Thursday, March 28, 2013

Optimizing Ethics And Economics!


The flow of knowledge is at its optimal in an unhampered free market (divine economy) and the development and evolution of ethics is at is optimal in an unhampered free market (divine economy); and savings is optimal (function of time preference associated with peace and prosperity) and capital is directed optimally by ethically evolving individuals who are exercising their entrepreneurial spirit in a world where knowledge is flowing at its optimal.
If this doesn't solve any of the issues that you can think of - then it is for certain - that less optimal means will not either!
If you know of anyone interested in ethics and economics,
or liberty and justice, please send them this link:

Sunday, March 24, 2013

Laissez-Faire Is Ethical Economics!

What precipitated this blog entry was this "The Only Fair Is Laissez-Faire."

A narrow mindset associates laissez-faire only with economics. And there is also a narrow mindset within economics that insists that the realm of ethics has to be kept separate. The consequence of such a mindset is a small understanding of something that is monumental.

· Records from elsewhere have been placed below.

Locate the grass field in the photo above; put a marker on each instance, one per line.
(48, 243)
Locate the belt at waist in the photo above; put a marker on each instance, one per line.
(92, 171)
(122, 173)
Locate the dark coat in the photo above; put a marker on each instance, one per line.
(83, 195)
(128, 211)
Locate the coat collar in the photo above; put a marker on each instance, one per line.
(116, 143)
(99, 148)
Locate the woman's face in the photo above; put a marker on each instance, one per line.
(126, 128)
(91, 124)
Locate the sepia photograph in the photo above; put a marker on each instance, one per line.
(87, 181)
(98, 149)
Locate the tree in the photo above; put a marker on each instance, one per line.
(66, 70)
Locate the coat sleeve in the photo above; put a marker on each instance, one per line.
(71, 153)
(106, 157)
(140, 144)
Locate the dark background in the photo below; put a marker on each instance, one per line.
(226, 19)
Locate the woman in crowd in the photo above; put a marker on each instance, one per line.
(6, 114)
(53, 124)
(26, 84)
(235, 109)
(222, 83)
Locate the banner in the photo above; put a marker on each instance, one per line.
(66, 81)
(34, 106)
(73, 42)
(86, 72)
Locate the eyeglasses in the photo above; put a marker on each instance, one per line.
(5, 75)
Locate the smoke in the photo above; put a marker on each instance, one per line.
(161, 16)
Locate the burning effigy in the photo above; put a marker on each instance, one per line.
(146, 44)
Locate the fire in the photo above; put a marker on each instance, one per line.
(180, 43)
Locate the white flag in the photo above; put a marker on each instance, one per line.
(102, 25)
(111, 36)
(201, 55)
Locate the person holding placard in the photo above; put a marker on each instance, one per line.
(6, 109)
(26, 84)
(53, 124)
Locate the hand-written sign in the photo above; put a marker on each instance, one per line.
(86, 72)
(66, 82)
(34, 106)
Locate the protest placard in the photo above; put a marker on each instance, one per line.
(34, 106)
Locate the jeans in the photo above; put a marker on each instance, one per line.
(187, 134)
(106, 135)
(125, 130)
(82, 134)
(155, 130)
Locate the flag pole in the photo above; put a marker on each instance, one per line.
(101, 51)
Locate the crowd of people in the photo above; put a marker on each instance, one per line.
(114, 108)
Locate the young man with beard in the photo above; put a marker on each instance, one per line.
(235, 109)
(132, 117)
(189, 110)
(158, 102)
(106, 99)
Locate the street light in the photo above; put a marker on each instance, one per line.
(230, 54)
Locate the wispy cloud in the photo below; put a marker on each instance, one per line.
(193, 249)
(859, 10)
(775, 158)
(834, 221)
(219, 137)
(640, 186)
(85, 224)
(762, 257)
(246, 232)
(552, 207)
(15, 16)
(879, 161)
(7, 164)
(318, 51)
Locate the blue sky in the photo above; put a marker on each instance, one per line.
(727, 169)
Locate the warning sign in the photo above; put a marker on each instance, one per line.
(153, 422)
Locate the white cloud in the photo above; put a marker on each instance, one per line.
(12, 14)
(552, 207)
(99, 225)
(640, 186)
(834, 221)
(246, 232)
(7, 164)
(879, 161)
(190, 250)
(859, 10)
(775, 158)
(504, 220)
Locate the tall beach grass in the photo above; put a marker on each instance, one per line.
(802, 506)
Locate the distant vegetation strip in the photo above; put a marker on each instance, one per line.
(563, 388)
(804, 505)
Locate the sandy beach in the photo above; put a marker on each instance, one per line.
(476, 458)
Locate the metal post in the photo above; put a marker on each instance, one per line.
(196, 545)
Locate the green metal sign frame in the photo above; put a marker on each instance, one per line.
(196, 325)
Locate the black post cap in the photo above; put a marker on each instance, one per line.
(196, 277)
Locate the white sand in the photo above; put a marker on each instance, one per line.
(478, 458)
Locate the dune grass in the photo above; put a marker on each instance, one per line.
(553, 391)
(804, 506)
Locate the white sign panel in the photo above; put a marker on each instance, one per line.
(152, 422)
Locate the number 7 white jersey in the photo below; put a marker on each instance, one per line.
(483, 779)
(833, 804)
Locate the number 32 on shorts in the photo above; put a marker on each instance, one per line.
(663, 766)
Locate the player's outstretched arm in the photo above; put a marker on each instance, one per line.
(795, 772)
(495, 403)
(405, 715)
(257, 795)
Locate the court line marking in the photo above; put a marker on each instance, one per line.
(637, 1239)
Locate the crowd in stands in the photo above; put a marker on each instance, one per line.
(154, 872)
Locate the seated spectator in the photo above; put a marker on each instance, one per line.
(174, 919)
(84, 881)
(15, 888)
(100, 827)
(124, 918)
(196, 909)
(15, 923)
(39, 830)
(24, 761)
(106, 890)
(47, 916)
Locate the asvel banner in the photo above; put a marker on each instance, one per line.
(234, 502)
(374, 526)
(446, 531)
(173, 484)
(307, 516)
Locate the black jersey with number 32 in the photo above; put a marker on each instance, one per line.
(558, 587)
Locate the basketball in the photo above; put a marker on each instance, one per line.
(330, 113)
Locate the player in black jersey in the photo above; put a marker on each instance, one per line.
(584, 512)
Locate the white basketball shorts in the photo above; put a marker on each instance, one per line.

This can also be seen in religion where something monumental is made into something small and very limited. The literalists - those who have constricted meaning into some small ego-driven interpretation - miss out on a great deal of the potential magnificence and probably end up influencing others, causing them to miss out too. Such a narrow mindset in economics is one of the reasons we are living in the Dark Ages of economics.

Why is laissez-faire "the only fair"? Of course without compulsion the choices made are voluntary; which is fair. But what also happens is the dynamics within a voluntary, non-coercive civilization is conducive to the natural evolution of ethics. And so not only are the voluntary choices in laissez-faire perceived as fair (and actually are) but the ability to ascertain what constitutes fairness is also evolving. Consequently, understanding of fairness is continually being refined and its expression within a laissez-faire framework advances civilization.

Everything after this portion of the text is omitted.